Infine, in virtù di quanto sarebbe emerso dalla National Consultation on Citizenship del 2015 e dal Report Migrant Intake into Australia del 2016, l’esecutivo ha ritenuto di dover limitare a tre il numero di volte in cui un candidato può tentare il test di cittadinanza, considerando che nella legislazione sinora in vigore non esiste alcun divieto di ripresentare l’istanza a seguito di un diniego. A ciò si aggiunga l’intenzione di prevedere l’annullamento automatico della prova, con conseguente decadimento della domanda, per coloro che si ritiene abbiano truccato o alterato gli esiti dell’examination test. In ogni caso, qualsiasi comportamento non conforme ai suddetti valori australiani sarà considerato come prova discriminante per la risoluzione del procedimento.

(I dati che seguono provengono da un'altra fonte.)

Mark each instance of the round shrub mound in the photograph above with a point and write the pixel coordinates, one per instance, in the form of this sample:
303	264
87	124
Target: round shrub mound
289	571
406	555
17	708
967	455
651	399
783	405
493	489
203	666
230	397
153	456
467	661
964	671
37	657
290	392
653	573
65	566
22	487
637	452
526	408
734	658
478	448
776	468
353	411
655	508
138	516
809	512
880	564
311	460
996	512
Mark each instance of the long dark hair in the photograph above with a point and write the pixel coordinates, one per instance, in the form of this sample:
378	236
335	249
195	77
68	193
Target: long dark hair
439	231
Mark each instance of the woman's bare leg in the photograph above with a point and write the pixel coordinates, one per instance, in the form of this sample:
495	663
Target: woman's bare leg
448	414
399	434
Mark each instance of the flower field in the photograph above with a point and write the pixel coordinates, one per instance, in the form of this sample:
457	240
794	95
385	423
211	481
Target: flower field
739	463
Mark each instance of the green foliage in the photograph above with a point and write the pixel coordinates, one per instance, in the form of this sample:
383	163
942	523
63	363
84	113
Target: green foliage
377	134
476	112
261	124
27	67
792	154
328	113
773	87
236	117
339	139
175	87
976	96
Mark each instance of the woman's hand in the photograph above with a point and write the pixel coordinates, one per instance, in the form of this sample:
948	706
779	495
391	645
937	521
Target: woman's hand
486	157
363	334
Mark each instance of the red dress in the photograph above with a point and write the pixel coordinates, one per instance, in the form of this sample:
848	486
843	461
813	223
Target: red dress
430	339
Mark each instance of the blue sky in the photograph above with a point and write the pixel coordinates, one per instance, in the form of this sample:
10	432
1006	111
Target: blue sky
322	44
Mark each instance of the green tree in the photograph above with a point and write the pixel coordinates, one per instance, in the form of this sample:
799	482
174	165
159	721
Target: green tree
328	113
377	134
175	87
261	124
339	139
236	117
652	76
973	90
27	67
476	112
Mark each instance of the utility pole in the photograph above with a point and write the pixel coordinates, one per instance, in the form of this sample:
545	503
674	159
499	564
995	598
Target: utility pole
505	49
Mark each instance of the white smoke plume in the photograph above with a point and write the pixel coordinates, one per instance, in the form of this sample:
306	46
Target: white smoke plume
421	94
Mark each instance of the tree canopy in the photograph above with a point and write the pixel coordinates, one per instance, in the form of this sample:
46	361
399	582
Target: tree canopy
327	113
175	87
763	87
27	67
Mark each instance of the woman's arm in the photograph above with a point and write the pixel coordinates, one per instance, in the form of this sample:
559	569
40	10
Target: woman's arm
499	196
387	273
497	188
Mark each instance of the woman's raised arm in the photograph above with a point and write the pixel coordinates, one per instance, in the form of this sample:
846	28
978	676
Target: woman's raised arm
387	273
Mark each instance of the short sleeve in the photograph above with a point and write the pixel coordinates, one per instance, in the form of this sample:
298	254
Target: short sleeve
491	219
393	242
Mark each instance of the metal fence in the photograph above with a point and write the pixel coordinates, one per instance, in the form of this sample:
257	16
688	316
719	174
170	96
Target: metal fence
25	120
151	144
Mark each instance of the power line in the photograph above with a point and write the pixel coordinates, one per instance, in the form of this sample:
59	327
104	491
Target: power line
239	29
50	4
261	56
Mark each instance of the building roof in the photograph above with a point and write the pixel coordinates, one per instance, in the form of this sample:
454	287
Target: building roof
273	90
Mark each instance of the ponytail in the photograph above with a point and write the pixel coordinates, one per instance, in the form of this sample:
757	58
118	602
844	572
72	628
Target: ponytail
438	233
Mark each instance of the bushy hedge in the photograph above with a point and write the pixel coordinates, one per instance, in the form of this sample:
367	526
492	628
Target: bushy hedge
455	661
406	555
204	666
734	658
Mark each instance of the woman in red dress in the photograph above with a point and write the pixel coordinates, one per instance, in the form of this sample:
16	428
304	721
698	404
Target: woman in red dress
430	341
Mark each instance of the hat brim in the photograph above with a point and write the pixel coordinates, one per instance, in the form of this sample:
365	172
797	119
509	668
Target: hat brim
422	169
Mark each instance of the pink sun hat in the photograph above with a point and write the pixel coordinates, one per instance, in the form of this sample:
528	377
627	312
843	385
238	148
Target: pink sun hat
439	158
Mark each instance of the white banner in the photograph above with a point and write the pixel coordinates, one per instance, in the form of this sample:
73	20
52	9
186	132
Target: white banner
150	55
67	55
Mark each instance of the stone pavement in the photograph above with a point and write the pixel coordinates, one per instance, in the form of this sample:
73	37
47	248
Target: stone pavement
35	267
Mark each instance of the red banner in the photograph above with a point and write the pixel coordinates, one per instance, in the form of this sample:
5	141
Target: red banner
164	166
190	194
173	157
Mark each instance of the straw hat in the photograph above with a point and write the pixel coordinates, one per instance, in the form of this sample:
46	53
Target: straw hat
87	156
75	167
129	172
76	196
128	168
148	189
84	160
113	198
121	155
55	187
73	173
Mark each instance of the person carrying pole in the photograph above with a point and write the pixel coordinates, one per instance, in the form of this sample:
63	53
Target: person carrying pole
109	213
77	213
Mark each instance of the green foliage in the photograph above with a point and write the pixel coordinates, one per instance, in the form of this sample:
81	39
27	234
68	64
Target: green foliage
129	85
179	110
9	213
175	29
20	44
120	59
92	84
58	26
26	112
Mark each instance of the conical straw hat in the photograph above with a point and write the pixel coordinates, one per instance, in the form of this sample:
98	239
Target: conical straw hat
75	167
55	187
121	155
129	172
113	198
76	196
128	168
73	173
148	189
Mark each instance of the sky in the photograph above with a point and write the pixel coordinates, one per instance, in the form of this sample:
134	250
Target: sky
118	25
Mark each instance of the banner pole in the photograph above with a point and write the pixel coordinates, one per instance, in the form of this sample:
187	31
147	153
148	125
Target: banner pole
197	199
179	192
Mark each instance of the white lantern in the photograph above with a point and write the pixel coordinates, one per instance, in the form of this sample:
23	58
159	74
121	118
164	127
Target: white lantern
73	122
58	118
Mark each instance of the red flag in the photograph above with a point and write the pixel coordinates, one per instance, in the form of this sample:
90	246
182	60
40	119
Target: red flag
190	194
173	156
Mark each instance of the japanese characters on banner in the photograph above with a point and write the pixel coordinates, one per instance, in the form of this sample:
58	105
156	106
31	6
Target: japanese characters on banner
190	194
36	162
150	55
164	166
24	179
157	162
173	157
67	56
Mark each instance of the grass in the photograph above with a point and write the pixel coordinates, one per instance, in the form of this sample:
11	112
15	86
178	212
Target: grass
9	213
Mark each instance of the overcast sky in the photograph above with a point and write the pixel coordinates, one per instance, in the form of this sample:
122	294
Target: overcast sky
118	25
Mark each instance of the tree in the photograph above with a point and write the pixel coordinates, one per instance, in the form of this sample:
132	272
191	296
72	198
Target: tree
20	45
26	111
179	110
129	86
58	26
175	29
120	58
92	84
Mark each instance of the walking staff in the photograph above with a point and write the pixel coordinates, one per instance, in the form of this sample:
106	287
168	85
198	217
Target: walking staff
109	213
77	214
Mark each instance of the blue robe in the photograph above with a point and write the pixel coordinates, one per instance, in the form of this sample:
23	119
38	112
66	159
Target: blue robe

Come già evidenziato in passato per il caso italiano, il tentativo di “contenere” all’interno di un qualsivoglia documento i caratteri fondanti che possano definire e misurare in maniera univoca il grado di integrazione dello straniero all’interno di un dato territorio, finisce molto spesso per accentuare quell’insano e talvolta inconsapevole processo di “amministrativizzazione” che pervade il già complicato ambito della gestione dei flussi migratori. Sebbene sia ammissibile l’idea per cui l’inserimento debba necessariamente passare per la dimestichezza nell’utilizzo di taluni mezzi comunicativi (es. conoscenza della lingua), si ritiene abbastanza articolato e istintivo l’intento del legislatore, con il conseguente timore che esso dia spazio ad una discrezionalità del potere pubblico sulla sfera personale: a nostro avviso, lo Stato dovrebbe scacciare ogni ragionevole dubbio su probabili comportamenti discriminatori o sul rispetto di principi ben meno scontati in questo procedimento.  È sufficientemente chiaro, inoltre, che determinate scelte di policy legislativa determinano ricadute abbastanza rilevanti e che, probabilmente, intaccano la stessa tutela dei diritti di cittadinanza, la quale risulterebbe compressa dall’eccessiva preponderanza di valori e costumi non sempre condivisi dalla totalità del popolo. Nondimeno, la necessità di regolamentare l’accesso al mercato del lavoro e, con esso, l’esigenza di far incontrare la domanda e l’offerta autoctona con il flusso di manodopera straniera, rischierebbe di creare maggiori disparità e situazioni soggettive sfavorevoli, ben distanti dalla sostanza dei diritti di cittadino. Infine, l’estrema somiglianza di queste misure con l’impervio tentativo di legare lo straniero al rispetto tassativo (più tipico della forma contrattualistica) di determinate clausole, rischia di compromettere definitivamente quel concetto inclusivo che la citoyenneté ha sempre rappresentato, fatto salvo sempre il diritto di ogni Stato di prevedere le prerogative per l’accesso nei propri confini. In definitiva, nell’attuale e sovente coniugazione protezionista del paradigma Popolo-Sovranità-Territorio, per ciò che concerne la condizione giuridica dello straniero, è veramente ammissibile un “dovere” ad essere integrati?